| 要旨トップ | 本企画の概要 | 日本生態学会第66回全国大会 (2019年3月、神戸) 講演要旨
ESJ66 Abstract


シンポジウム S09-1  (Presentation in Symposium)

趣旨説明:自然環境を保全し活用する社会を創造する上で、私たちに何が必要なのか?
What is necessary for us in creating a society that conserves and utilizes the natural environment?

*上野裕介(石川県立大学), 西田貴明(三菱UFJ, 総合地球環境学研究所), 宮川絵里香(三菱UFJ), 大澤剛士(首都大学東京)
*Yusuke Ueno(Ishikawa Prefectural Univ.), Takaaki Nishida(MURC Co., Ltd., Res. Inst. Humanity & Nature), Erika Miyagawa(MURC Co., Ltd.), Takeshi Osawa(Tokyo Metropolitan Univ.)
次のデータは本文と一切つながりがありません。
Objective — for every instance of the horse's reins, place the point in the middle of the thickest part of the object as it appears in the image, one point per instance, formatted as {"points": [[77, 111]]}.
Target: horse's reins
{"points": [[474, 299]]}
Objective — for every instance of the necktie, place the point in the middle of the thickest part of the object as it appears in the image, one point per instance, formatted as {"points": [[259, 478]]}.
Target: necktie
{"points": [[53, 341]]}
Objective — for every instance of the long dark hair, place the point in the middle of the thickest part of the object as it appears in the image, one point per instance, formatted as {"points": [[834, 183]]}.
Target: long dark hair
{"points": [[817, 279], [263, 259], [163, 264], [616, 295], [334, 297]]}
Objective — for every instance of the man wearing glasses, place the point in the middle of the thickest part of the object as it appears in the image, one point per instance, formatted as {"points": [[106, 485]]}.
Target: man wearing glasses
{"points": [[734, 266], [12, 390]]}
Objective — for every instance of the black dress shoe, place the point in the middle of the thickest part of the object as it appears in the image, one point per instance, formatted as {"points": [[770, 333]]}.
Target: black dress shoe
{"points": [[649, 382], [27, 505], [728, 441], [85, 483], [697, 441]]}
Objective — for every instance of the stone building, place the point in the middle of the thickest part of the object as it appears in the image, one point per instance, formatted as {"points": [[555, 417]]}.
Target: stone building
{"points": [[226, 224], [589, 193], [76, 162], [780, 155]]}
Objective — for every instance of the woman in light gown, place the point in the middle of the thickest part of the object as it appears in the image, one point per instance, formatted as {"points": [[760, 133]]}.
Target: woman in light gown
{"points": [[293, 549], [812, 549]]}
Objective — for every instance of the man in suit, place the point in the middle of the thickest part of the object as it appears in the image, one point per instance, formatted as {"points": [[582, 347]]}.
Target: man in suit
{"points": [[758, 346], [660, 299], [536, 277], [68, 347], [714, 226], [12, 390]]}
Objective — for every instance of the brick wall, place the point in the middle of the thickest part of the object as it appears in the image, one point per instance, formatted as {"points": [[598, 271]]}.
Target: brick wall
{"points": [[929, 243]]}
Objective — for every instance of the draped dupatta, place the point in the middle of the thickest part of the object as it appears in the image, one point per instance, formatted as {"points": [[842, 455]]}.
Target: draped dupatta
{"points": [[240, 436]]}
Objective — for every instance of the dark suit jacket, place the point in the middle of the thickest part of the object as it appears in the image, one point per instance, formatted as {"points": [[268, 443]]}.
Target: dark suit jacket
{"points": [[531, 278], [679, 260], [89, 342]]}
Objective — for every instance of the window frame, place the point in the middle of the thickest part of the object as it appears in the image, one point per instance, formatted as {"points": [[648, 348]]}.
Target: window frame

自然環境の保全と活用は、今や生態学者のみならず、人類全てに共通する社会的課題である。近年は、国連で採択された持続可能な開発目標(SDGs)やグリーンインフラ(GI)、生態系を基盤とした防災減災(Eco-DRR)など、様々な官公庁や民間企業などの実務セクターが自然の仕組みや生態系サービスの活用策に取り組んでいる。このように生態学の知見が求められるフィールドが格段に広がっているにも関わらず、未だ生態学者と産官民の連携は不十分である。
本シンポジウムの企画者らは、いずれも生態学を学んだ後、官公庁や企業での実務経験を積む中で、研究と実務の間にある大きなギャップに直面してきた。生態学の知見を社会に浸透させるためには、研究者が論文や書籍を執筆して終わりではなく、実務者による実証試験や可能性調査、水平展開のための技術の規格化やガイドラインの策定、予算の確保、ステークホルダー間の合意形成などが必要になる。すなわち、スローガンとして産学官民の連携を謳うだけでは不十分であり、社会実装型の研究を強く志向する者は、研究と実務の間にあるギャップを飛び越えて前に進む勇気と知恵を持たなければならない。
そこで本シンポジウムでは、官公庁や産業界と学術界の両方を経験した生態学者らと、生物多様性に関する直接的な実務を担う建設・環境コンサルタント業界で活躍する実務者らが、互いの経験や考え方を披露し、自然環境の保全・活用型社会の構築に必要なことは何かについて議論する。これらを通じ、自然共生型社会の達成と産学官民の連携促進に向けた新しい観点を見出し、生態学研究の更なる深化に寄与することを目的としている。